Barbara Cathcart, Chief Executive of the Nottingham Hospitals Charity, said: “We are delighted the charity has been able to help transform the care of patients with CF through our contribution towards this important centre. I would like to thank our supporters and all the people who donated to this appeal, no matter how large or small their gift. You have all helped us to improve the lives of people with this difficult condition in the East Midlands and we are thrilled that the centre is to be officially opened.”
Dr Jane Dewar, CF Consultant, said: “We are delighted to welcome The Countess of Wessex here and are very proud to show her this remarkable facility which is literally transforming the way in which we are caring for CF patients here in Nottingham. This occasion is also a wonderful opportunity to say ‘thank you’ to the many people who have made our dream of having such a first class facility become a reality, including patients, major charitable donors and of course our staff.”

George Jenkins OBE, Chairman of the Cystic Fibrosis Trust Trustees, said:  “The Trust is focused on driving up standards of care across the UK and this flagship unit will ensure patients receive the best possible support and treatment. We look forward to patients in Nottinghamshire and beyond benefitting from high quality care in this excellent new facility.

“People with CF regularly spend weeks at a time in hospital meaning their units become a second home.
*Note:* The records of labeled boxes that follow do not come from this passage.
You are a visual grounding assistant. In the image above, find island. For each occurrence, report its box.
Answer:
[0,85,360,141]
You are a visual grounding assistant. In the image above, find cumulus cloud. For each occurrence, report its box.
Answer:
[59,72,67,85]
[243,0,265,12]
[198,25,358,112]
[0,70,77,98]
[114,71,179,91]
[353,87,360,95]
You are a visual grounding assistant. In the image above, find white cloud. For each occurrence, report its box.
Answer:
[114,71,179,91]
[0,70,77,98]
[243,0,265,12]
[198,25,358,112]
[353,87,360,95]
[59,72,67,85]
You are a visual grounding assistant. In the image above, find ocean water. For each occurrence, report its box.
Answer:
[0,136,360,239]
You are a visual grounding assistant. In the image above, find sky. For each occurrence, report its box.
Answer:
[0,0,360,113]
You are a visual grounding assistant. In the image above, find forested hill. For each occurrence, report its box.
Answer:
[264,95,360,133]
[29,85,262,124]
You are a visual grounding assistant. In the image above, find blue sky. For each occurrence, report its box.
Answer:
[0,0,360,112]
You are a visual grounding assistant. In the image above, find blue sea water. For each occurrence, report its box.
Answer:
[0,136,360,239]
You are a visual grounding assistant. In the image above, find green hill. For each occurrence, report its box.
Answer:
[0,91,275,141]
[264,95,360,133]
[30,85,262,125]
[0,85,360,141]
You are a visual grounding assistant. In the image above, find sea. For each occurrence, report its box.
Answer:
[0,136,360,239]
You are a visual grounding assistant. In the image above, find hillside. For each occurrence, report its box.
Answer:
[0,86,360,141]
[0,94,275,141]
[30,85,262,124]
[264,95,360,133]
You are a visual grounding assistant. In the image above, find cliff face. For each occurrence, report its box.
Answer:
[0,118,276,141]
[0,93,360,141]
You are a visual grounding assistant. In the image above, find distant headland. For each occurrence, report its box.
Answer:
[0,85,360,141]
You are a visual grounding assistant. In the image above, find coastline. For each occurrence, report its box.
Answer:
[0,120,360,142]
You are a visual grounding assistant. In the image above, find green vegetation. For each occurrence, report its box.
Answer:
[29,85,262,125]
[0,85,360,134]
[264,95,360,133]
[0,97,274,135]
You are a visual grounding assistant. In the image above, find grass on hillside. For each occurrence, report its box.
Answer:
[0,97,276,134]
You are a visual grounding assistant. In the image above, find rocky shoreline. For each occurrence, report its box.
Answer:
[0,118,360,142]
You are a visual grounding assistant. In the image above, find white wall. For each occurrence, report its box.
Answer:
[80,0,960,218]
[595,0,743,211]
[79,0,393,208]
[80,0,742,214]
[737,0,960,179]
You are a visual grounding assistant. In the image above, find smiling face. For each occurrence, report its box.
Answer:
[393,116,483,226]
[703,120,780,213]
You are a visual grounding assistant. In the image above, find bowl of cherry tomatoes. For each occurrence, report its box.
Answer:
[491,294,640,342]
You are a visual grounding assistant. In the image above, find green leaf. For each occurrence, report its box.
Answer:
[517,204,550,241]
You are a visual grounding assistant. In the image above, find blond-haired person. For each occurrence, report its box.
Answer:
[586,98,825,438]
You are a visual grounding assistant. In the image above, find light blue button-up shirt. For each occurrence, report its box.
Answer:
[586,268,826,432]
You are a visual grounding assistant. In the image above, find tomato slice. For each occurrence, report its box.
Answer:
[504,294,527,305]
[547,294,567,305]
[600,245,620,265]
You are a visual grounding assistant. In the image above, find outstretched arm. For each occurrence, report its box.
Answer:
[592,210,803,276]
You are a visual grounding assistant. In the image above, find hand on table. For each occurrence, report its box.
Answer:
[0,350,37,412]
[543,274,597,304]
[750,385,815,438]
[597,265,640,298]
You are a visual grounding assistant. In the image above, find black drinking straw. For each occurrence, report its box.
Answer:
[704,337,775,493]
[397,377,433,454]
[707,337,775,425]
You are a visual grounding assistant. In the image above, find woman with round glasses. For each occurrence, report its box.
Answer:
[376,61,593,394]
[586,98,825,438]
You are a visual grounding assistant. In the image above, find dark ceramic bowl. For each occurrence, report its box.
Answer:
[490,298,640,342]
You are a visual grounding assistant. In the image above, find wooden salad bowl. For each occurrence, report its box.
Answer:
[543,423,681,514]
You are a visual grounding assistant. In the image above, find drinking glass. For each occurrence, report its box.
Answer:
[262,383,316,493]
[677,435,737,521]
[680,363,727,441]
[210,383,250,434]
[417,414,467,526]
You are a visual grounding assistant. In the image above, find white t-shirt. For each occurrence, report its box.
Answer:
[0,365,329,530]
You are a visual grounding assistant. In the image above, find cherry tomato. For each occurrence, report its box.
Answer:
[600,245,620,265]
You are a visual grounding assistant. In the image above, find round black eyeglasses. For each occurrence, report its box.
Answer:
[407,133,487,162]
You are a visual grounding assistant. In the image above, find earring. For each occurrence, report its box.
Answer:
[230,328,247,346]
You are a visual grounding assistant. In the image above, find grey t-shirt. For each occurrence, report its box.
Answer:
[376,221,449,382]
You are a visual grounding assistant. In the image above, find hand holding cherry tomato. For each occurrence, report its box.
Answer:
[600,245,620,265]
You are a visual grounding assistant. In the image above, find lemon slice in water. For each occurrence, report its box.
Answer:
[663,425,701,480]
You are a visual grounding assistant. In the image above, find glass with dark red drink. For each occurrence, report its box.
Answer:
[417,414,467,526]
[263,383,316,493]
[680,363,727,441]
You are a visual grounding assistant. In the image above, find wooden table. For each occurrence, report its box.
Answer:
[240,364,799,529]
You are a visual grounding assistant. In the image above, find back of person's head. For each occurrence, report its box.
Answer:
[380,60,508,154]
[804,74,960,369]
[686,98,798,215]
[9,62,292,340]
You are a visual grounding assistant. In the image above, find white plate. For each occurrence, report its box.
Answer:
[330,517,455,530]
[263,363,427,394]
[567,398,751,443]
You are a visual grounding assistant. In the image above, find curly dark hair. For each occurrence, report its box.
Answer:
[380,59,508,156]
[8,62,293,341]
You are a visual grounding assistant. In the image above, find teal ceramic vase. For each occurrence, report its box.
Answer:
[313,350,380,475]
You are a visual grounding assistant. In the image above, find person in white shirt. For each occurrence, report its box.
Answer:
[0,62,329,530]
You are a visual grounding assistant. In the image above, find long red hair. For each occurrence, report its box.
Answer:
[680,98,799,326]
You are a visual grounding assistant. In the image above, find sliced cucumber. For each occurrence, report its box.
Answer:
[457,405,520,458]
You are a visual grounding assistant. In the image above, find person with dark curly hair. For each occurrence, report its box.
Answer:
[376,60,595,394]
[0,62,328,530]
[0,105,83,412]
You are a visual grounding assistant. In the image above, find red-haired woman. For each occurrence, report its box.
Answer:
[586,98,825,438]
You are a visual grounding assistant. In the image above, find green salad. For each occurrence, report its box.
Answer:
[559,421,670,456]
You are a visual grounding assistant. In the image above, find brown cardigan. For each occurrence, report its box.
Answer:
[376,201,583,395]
The personalised service offered by this unit, such as dedicated chefs and gym pods in comfortable surroundings, will support people’s wellbeing and make visits all the more relaxed, and provide the care that people need and deserve.”

During her visit to City Hospital, HRH was taken on a tour of the Centre, to meet the head chef, speak to some of the CF social workers, see the video conferencing facilities in action and meet a patient in their ‘home in hospital’ room.